Tuesday, June 28, 2011

"True Religion"

"Keep us, we pray, steadfast in your true religion..."
(Collect for the feast of St. Irenaeus, Bishop of Lyons)

In a discussion today on our Order of Julian Affiliates' network, someone mentioned "accidentally" seeing part of televangelist Joel Osteen's message, broadcast on Sunday, as I'd also done. Osteen,in touching upon prayer, urged his congregation to "marshall their evidence, and make their case to God", promising that their petition would be "granted". Osteen proceeded to grab phrases from here and there, e.g., from Proverbs 31, speaking of one's children "rising up and calling her blessed", and another phrase from the Psalms: "He makes the woman of a childless house to be a joyful mother of children." The televangelist seemed to believe that all one needs to do is to cite chapter and verse, reminding God that "you promised me ______, now keep your promise.
Osteen cited stories of people doing this and getting what they wanted: children; a better relationship with a spouse, or a grown child, etc.

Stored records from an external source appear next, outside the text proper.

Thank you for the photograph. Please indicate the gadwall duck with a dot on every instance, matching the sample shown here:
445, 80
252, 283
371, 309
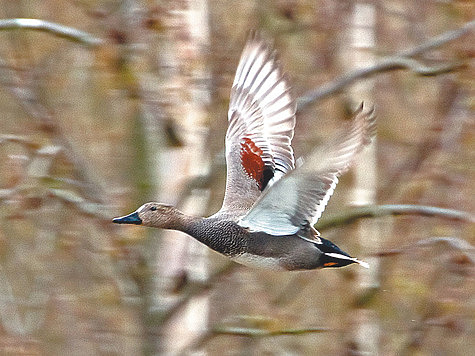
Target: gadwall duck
270, 206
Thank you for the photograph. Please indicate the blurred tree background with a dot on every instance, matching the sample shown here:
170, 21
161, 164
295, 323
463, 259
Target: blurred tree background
108, 104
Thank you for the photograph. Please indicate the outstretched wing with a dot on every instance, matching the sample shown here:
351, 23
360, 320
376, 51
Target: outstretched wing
298, 199
261, 126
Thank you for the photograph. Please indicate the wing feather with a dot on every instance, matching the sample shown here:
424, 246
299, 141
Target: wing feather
300, 197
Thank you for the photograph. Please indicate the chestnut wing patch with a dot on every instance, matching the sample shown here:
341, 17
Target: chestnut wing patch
253, 163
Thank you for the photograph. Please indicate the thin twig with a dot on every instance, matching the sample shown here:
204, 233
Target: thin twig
349, 216
69, 33
399, 61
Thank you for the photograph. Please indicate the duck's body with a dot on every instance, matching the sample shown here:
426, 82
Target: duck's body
270, 206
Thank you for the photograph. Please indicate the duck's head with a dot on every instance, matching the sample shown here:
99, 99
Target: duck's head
152, 214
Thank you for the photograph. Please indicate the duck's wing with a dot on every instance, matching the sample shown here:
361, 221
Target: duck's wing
299, 198
261, 126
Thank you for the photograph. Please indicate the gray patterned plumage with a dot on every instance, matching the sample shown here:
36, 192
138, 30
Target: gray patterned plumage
270, 206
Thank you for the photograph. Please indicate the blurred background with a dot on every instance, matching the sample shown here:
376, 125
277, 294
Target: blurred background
108, 104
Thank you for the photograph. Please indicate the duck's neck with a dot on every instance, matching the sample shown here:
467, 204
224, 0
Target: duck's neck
180, 221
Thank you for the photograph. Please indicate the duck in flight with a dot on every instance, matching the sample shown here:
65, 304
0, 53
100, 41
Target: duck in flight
270, 205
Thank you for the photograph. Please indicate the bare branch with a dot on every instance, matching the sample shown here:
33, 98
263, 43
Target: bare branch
452, 242
375, 211
399, 61
69, 33
249, 332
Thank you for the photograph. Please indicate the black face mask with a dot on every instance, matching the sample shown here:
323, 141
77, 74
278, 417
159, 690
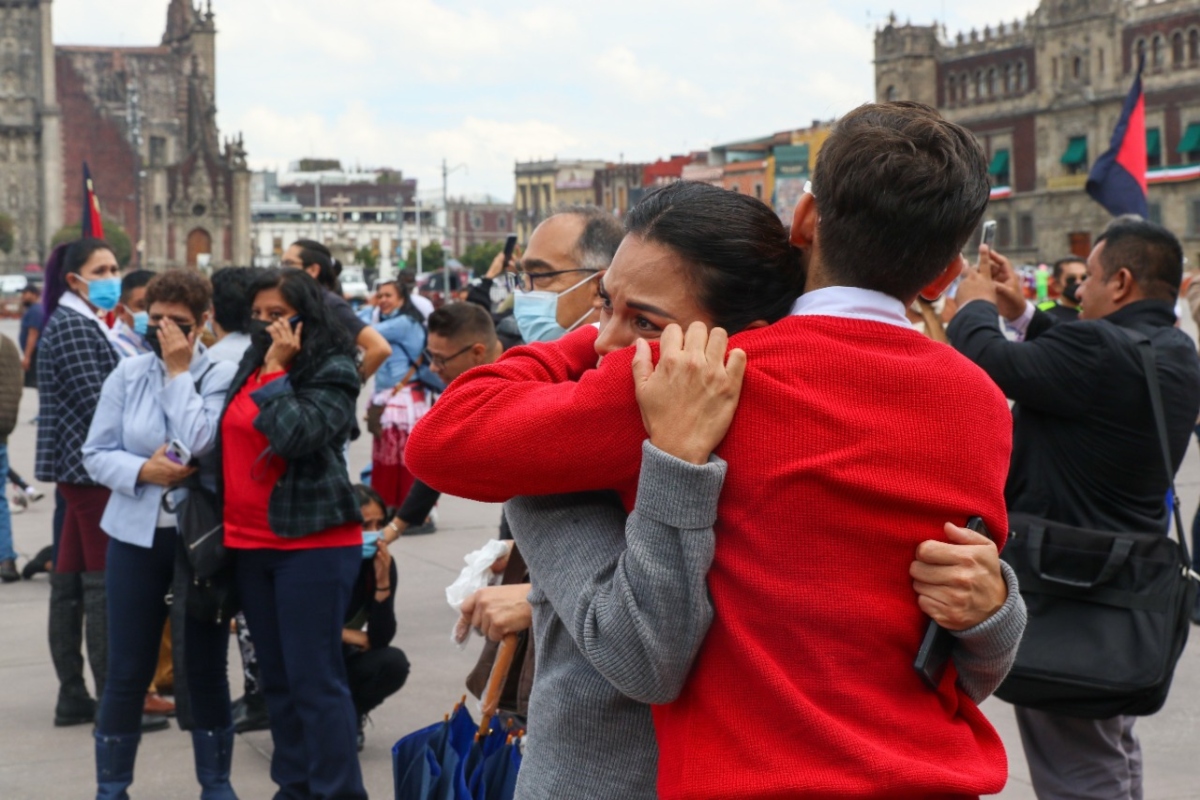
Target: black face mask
1071, 292
153, 337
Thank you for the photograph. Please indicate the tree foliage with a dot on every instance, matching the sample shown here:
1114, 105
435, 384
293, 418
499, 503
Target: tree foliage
479, 257
7, 235
114, 235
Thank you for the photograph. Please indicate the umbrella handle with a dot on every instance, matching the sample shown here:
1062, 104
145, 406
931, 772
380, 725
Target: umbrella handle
501, 668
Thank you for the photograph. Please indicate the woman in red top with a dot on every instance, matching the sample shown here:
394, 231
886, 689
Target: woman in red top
291, 513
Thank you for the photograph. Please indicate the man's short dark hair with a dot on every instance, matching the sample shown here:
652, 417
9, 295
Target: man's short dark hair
1150, 252
231, 298
1063, 262
461, 322
600, 238
135, 280
899, 191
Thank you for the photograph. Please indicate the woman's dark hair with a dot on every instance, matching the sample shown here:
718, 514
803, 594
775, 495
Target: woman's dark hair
322, 336
185, 287
328, 268
365, 494
64, 260
744, 266
231, 298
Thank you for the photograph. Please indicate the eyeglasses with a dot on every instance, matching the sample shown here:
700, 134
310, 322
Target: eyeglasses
441, 361
527, 281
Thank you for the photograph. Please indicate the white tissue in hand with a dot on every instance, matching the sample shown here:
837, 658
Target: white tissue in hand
477, 575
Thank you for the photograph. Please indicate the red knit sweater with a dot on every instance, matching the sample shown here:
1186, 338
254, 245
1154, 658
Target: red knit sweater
853, 443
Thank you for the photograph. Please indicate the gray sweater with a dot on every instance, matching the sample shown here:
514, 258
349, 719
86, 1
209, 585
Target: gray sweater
619, 611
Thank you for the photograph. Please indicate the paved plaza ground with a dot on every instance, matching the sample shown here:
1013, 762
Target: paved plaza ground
41, 762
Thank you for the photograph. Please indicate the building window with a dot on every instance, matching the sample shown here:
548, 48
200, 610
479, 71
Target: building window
1025, 230
1003, 233
157, 151
1000, 168
1074, 158
1153, 148
1189, 145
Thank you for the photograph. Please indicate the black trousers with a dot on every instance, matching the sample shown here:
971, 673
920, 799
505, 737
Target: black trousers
375, 675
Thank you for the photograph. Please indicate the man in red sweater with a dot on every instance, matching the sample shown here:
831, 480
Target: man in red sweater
855, 441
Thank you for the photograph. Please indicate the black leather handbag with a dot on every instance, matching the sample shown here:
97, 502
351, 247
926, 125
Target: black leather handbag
1108, 612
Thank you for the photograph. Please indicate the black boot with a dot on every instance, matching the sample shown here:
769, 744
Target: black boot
75, 705
114, 765
95, 608
214, 758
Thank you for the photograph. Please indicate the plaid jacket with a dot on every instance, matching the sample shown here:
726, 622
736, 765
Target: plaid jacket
73, 360
307, 425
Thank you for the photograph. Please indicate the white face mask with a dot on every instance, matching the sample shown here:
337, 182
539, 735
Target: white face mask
537, 313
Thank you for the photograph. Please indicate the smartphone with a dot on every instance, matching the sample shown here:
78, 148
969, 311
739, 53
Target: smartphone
510, 246
937, 643
989, 233
178, 452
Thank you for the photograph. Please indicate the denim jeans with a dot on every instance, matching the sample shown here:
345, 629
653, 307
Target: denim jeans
6, 551
138, 581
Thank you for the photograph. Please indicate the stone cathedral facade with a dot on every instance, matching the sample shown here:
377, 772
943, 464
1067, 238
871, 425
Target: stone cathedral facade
143, 118
1043, 95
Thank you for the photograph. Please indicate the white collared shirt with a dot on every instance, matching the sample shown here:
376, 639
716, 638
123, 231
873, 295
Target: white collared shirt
851, 302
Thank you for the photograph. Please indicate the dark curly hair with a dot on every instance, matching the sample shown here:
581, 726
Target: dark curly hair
742, 263
322, 336
185, 287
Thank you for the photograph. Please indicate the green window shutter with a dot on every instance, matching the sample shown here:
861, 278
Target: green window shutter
1153, 143
1077, 151
999, 163
1191, 140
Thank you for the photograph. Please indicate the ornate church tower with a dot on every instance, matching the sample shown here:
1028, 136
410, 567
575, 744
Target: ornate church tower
30, 131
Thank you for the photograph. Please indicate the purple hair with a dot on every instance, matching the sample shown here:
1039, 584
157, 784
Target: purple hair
54, 281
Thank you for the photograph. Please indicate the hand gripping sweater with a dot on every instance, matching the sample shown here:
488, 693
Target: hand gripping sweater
853, 443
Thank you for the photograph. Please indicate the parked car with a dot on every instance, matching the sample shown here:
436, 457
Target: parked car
354, 286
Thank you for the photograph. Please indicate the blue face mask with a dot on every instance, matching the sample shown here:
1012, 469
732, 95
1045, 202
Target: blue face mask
103, 293
370, 543
537, 313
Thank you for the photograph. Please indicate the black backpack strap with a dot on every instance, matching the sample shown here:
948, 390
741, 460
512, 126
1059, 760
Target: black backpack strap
1150, 365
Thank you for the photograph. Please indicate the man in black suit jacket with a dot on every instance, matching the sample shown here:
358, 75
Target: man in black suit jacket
1085, 446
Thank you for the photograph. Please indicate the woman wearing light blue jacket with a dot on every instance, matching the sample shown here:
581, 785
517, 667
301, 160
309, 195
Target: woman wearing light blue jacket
167, 400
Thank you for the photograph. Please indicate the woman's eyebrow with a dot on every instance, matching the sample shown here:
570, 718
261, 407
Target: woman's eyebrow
648, 308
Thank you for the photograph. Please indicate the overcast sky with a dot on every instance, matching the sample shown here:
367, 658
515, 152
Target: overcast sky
405, 83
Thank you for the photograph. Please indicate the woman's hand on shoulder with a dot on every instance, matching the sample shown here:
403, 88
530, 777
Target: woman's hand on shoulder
689, 398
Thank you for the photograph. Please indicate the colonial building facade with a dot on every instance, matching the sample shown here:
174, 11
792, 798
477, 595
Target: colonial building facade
143, 119
1043, 96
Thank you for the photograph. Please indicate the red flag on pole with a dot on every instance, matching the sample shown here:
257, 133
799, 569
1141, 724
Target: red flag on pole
93, 228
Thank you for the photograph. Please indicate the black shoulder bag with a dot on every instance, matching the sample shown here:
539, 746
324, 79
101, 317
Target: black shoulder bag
1108, 612
203, 566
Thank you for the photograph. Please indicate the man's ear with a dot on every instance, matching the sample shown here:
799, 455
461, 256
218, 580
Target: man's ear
943, 281
804, 222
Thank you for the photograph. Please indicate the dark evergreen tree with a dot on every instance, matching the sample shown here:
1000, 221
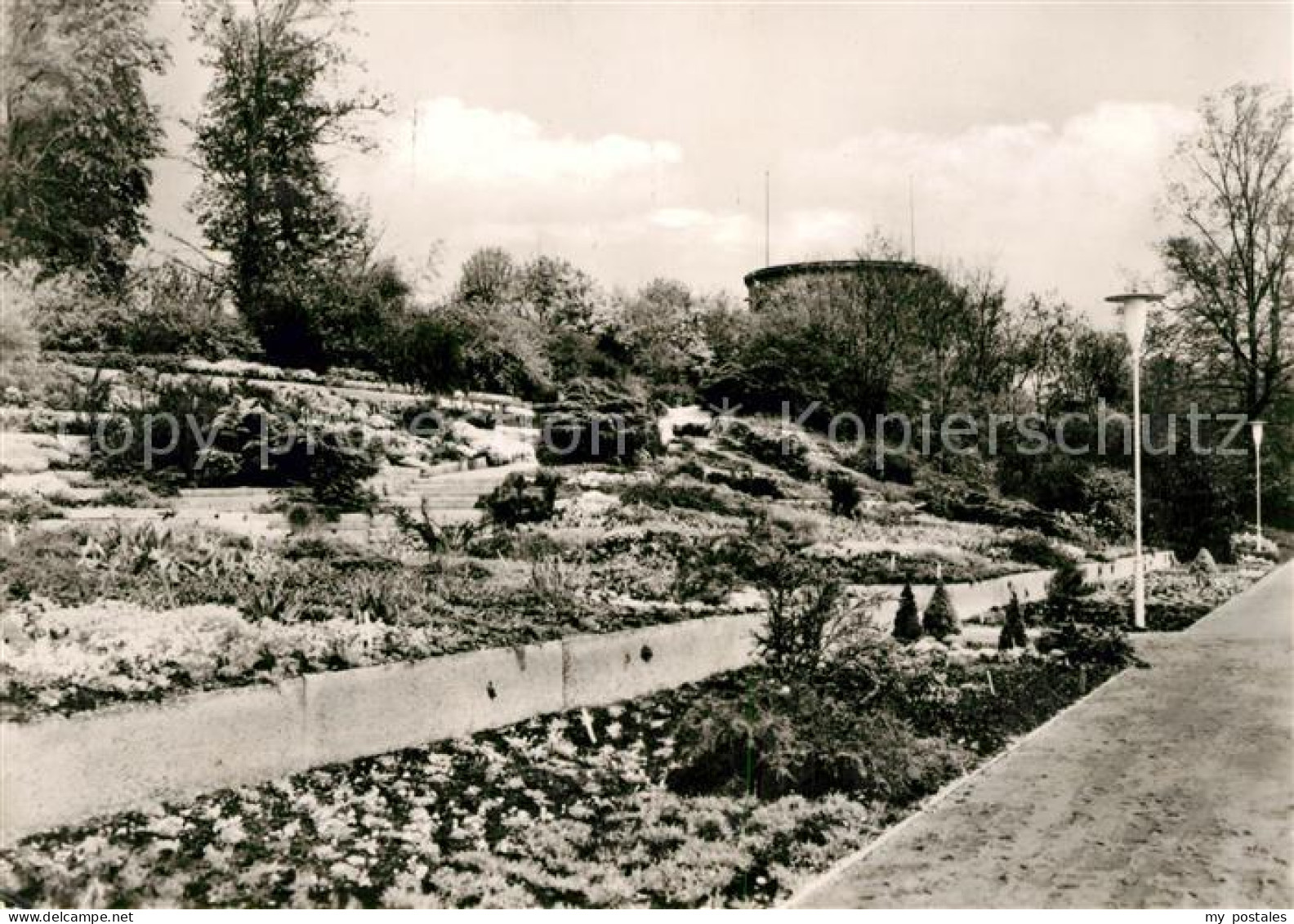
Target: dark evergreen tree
908, 620
1014, 634
267, 199
77, 132
1064, 591
939, 620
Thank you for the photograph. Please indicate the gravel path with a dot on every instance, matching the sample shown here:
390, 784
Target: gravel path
1170, 787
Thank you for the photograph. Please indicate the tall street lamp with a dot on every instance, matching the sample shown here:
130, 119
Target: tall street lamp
1134, 307
1256, 430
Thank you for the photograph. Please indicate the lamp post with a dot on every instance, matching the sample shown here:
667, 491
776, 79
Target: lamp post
1134, 307
1256, 429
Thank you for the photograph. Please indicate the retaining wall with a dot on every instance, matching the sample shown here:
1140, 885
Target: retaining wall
62, 770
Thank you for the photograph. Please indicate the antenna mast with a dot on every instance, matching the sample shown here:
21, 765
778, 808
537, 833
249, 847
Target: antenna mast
911, 221
766, 223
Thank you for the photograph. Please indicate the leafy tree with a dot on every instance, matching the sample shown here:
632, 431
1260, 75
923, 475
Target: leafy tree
267, 199
558, 292
939, 618
1234, 199
1014, 634
908, 620
78, 132
488, 279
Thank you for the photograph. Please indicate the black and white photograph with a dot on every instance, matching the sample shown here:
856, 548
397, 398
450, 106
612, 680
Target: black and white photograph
757, 456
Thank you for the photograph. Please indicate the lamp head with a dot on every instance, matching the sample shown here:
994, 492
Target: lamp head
1132, 307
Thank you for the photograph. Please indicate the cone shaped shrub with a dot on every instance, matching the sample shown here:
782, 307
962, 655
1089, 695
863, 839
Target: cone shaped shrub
1064, 589
1014, 628
939, 618
908, 620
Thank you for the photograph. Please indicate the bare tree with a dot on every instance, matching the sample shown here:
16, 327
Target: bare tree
1232, 193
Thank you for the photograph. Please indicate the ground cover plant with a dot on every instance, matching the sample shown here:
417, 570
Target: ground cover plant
649, 802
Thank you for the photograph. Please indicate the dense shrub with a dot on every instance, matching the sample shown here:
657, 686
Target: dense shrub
1014, 634
693, 429
806, 613
780, 451
685, 494
706, 571
471, 347
166, 310
908, 620
1203, 565
199, 432
770, 739
1252, 545
1194, 500
892, 466
1033, 547
846, 494
520, 500
1100, 496
939, 618
597, 422
17, 294
746, 482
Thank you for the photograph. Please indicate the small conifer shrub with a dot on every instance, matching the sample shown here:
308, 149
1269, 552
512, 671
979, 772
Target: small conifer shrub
908, 620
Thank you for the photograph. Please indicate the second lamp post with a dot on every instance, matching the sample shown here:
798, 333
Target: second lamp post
1134, 307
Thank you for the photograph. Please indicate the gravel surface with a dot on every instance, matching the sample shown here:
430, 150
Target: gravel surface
1169, 787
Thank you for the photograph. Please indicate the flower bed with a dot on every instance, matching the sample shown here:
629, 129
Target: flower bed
560, 810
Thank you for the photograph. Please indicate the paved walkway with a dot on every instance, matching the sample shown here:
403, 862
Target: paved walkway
1170, 787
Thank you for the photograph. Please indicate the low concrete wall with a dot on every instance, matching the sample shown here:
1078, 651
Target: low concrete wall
64, 770
600, 669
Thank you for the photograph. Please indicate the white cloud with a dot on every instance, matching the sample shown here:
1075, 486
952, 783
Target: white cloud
1065, 206
453, 141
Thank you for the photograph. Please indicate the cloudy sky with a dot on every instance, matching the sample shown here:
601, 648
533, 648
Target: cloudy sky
633, 140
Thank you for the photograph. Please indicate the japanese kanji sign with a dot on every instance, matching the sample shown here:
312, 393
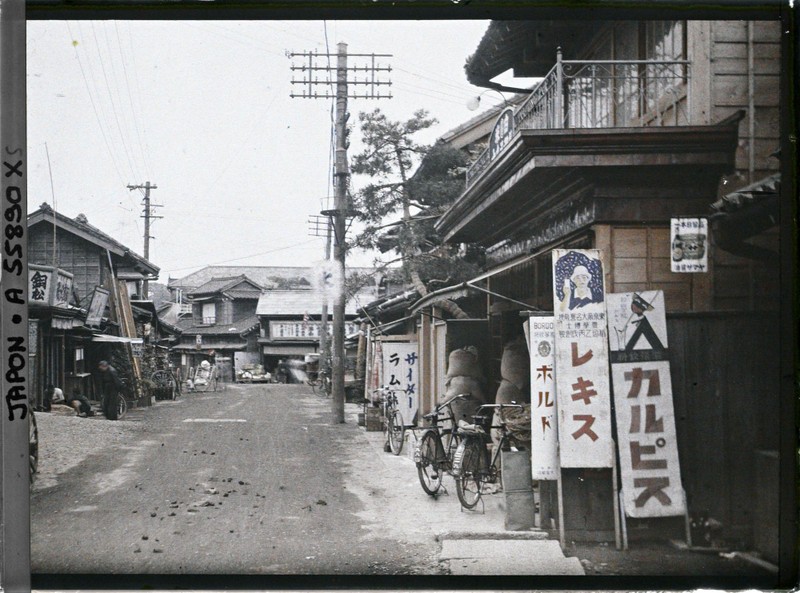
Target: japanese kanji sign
400, 372
581, 366
544, 425
689, 241
648, 448
39, 285
49, 286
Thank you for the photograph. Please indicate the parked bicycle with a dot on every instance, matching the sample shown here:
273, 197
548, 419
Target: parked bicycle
393, 426
320, 381
472, 467
434, 453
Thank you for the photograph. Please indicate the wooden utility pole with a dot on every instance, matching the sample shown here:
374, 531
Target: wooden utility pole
148, 215
342, 209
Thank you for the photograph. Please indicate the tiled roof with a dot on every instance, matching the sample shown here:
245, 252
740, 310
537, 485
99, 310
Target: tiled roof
222, 284
233, 329
80, 226
266, 276
297, 303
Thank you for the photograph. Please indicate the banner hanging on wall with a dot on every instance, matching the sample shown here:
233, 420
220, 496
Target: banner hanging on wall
640, 372
540, 333
581, 365
400, 373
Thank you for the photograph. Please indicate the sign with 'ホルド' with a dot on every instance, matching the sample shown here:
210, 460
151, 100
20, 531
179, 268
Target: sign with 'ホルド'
648, 448
400, 370
544, 425
581, 368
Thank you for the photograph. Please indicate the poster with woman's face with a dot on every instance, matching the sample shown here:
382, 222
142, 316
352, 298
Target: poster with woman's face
578, 281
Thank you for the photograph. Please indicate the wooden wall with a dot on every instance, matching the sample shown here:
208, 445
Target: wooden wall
88, 262
725, 382
723, 82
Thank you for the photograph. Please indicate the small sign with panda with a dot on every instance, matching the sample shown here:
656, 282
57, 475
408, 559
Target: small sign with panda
689, 245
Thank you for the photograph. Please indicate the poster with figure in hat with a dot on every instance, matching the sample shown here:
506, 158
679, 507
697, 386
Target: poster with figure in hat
581, 359
642, 386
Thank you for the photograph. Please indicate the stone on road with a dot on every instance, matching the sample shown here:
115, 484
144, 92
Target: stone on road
189, 487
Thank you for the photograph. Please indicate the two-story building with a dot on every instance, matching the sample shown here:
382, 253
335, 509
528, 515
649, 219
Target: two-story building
634, 123
222, 328
80, 280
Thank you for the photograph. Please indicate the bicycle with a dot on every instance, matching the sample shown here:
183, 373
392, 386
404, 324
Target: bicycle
114, 405
472, 467
322, 379
394, 428
432, 456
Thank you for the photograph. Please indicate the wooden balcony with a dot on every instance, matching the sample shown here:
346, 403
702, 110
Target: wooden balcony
600, 94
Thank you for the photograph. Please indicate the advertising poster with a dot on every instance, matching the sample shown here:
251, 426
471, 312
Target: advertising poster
581, 352
689, 244
400, 372
544, 424
640, 373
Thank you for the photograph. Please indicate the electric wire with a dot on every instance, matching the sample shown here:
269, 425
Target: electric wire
130, 100
111, 99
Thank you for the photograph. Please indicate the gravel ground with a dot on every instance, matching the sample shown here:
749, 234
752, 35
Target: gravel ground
65, 440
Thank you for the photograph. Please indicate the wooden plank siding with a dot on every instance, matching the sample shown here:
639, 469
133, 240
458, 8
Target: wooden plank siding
725, 380
86, 261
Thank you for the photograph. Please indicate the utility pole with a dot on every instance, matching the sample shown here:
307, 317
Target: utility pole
147, 215
319, 226
342, 210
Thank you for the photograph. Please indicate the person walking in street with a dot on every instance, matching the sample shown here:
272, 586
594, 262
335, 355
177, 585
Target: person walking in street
110, 388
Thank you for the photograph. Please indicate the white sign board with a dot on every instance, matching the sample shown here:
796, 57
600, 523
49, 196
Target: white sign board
401, 372
544, 424
648, 447
582, 382
304, 330
689, 244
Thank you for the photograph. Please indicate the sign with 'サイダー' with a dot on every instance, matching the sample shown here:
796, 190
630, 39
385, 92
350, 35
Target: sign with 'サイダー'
689, 244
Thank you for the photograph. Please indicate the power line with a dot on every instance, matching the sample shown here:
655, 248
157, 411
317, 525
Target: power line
130, 100
111, 99
94, 107
246, 256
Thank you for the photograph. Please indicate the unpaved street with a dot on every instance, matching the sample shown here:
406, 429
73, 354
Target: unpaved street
249, 480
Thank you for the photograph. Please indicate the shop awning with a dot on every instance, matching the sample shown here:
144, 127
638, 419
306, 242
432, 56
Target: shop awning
460, 291
116, 339
292, 350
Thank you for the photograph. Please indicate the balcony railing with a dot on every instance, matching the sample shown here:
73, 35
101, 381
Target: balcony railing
603, 94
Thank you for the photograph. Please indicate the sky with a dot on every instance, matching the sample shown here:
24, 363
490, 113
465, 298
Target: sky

My colleague who viewed all this went on to say: "This stuff gives religion a bad name, yet it is undeniably popular. I remember someone giving me a copy of The Prayer of Jabez, either written by or advertised by Robert Schuller of the Crystal Cathedral... telling me, 'This is brilliant, you'll love it!' I couldn't make it through, so offensive did I find it. More of this same thing, more specifically about gaining personal wealth. God cannot be manipulated, and the answer is sometimes 'no.' 'No' is still an answer... Doesn't this simplistic kind of preaching, in the first place, set people up for failure and unbelief following, and in the second, do violence to the text of Scripture? This guy was saying, 'God says to YOU, this is what I will do for you, and all you have to do is ask for it.'" My friend then quoted Archbishop of Canterbury WilliamTemple's famous comment: "When I pray, coincidences happen. When I don't, they don't.

I sent my colleague an email, commending him on his observations. I'd also caught a few minutes of Joel Osteen's message, as much as I could stand of his version of the "prosperity Gospel". I made the observation that I find it interesting that Osteen often seems to be preaching to the ceiling, eyes fluttering constantly, as if he's unable to look at the camera or the congregation straight in the face! Please understand that I don't question Osteen's sincerity or his right to preach what he conceives the Gospel to be in any way that he wishes. My comments are, I suppose, simply a personal reaction to what I perceive to be "this" kind of religion. 

While praying the Office this morning, I was wondering about the phrase in the Collect for the feast of St. Irenaeus, cited above: "Keep us, we pray, steadfast in your true religion...", challenging myself to try to articulate what I myself understand by "true religion". I may not have it, any more than Joel Osteen may not. But it seems to me that our job in praying and in being "steadfast in your true religion" has something to do with being faithful, not necessarily being "successful" or "prosperous", as Osteen seems to understand it.

It all gets a bit sticky because we're dealing here with human beings and their finite perceptions of the Holy God and the bond which exists between them and this God. Certainly, "true religion" is intimately bound up with being familiar with and having seriously studied the Scriptures, especially the words and actions of Jesus, and recognizing that this is a process which goes on continuously until the end of our human lives. There can be no pat answers; there's always more mystery to comprehend. I believe, too, that one must be attuned to what the Church has discerned through many minds and hearts, in many centuries of reflection, discussion, debate, and prayer. Finally, I believe that one must be open to what all our human experience, individual and corporate, continually reveals to us about the living God. 

In the end, can anyone of us claim to make a definitive statement as to what constitutes "true religion"? No, and perhaps that's why the Church, on this feast of one of the truly great teachers and theologians, Irenaeus, reminds us to constantly pray that God may keep us "steadfast" in our ongoing pursuit of what is truly true in our relationship with the Holy God. It surely has to be much more than presumptuously thinking that we are the ones calling the shots, that we have the right to remind God of his promises, as if God needed any reminding, and, like petulant children, to demand that God deliver!   

1 comment:

John-Julian, OJN said...

Thank you, Father—a splendid posting.

The business of prayer is probably the most confusing dimension of Christian life (next to the Holy Trinity!). The Idea of "productive" prayer is so engrained in people's minds that it is almost inescapable. If one prays in order to get, have, see, avoid, or receive anything at all, then prayer has become wholly selfish—i.e., one prays in order to "obtain what you want"—whereas the real purpose of prayer is to reveal one's intimate one-ing with God and God's will. It's like each prayer needs to contain something like: "Whatever you are going to do God, help me to recognize your will and cooperate with it."